MicroRNA-30a-3p regulates epithelial-mesenchymal transition to affect embryo implantation by targeting Snai2

Objective To study the potential role of miR-30a-3p in embryo implantation and explore underlying mechanisms. Methods We first established normal pregnancy, pseudopregnancy, delayed implantation, and artificial decidualization mouse models. Next, we detected miR-30a-3p expression profiles of these models with real-time reverse transcription PCR(qRT-PCR), then predicted potential target genes through a dual-luciferase assay. Immunofluorescence-fluorescence in situ hybridization co-located miR-30a-3p and target genes. We then examined the effect of miR-30a-3p on embryo implantation in vivo and in vitro.
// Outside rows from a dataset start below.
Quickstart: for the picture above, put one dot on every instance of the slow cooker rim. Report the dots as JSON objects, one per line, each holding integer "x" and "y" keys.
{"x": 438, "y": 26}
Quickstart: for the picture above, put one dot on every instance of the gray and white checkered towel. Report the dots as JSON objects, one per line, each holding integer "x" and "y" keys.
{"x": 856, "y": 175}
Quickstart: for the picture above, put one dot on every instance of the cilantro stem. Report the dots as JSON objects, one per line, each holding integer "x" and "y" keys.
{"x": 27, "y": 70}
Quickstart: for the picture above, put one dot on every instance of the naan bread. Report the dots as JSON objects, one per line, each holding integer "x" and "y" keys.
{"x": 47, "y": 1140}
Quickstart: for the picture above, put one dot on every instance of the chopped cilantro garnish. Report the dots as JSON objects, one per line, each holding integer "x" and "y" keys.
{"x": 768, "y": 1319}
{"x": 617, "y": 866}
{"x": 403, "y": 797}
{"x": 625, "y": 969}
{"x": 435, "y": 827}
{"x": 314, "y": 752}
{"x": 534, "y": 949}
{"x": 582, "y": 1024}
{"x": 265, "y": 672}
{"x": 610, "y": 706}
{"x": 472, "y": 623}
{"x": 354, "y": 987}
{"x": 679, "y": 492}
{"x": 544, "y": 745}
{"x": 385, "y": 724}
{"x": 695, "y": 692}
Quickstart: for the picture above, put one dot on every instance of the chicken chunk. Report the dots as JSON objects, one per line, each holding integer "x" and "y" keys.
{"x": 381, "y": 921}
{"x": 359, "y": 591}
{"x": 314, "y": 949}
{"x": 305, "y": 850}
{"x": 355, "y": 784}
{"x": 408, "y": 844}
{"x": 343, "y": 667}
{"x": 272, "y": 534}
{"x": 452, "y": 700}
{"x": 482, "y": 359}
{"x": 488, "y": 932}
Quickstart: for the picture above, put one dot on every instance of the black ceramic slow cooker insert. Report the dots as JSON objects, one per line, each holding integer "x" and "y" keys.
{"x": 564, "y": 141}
Wound healing and transwell assays were employed to explore possible miR-30a-3p effects on epithelial-mesenchymal transition (EMT), before molecules related to the latter process were examined with qRT-PCR. Results MiR-30a-3p expression decreased significantly on embryo implantation day, compared with the peri-implantation period (P<0.05). Identified target gene Snai2 expression increased significantly during implantation (P<0.05). In vivo and in vitro analysis showed that up-regulation of miR-30a-3p by agomir and mimics resulted in decreased implantation sites and embryo implantation rate. Transfection of miR-30a-3p mimics to HEC-1-b cells decreased expression of Snai2 and mesenchymal markers (Vimentin and N-cadherin). Furthermore, wound healing area decreased, as did migration and invasion capacity. Conclusion MiR-30a-3p is down-regulated in the embryo implantation period and might have some effect on embryo implantation by acting as a suppressor of EMT through targeting Snai2. MiR-30a-3p is down-regulated on the embryo implantation day and suppresses the EMT through targeting Snai2, and up-regulation of miR-30a-3p weakens the capacity of migration and invasion.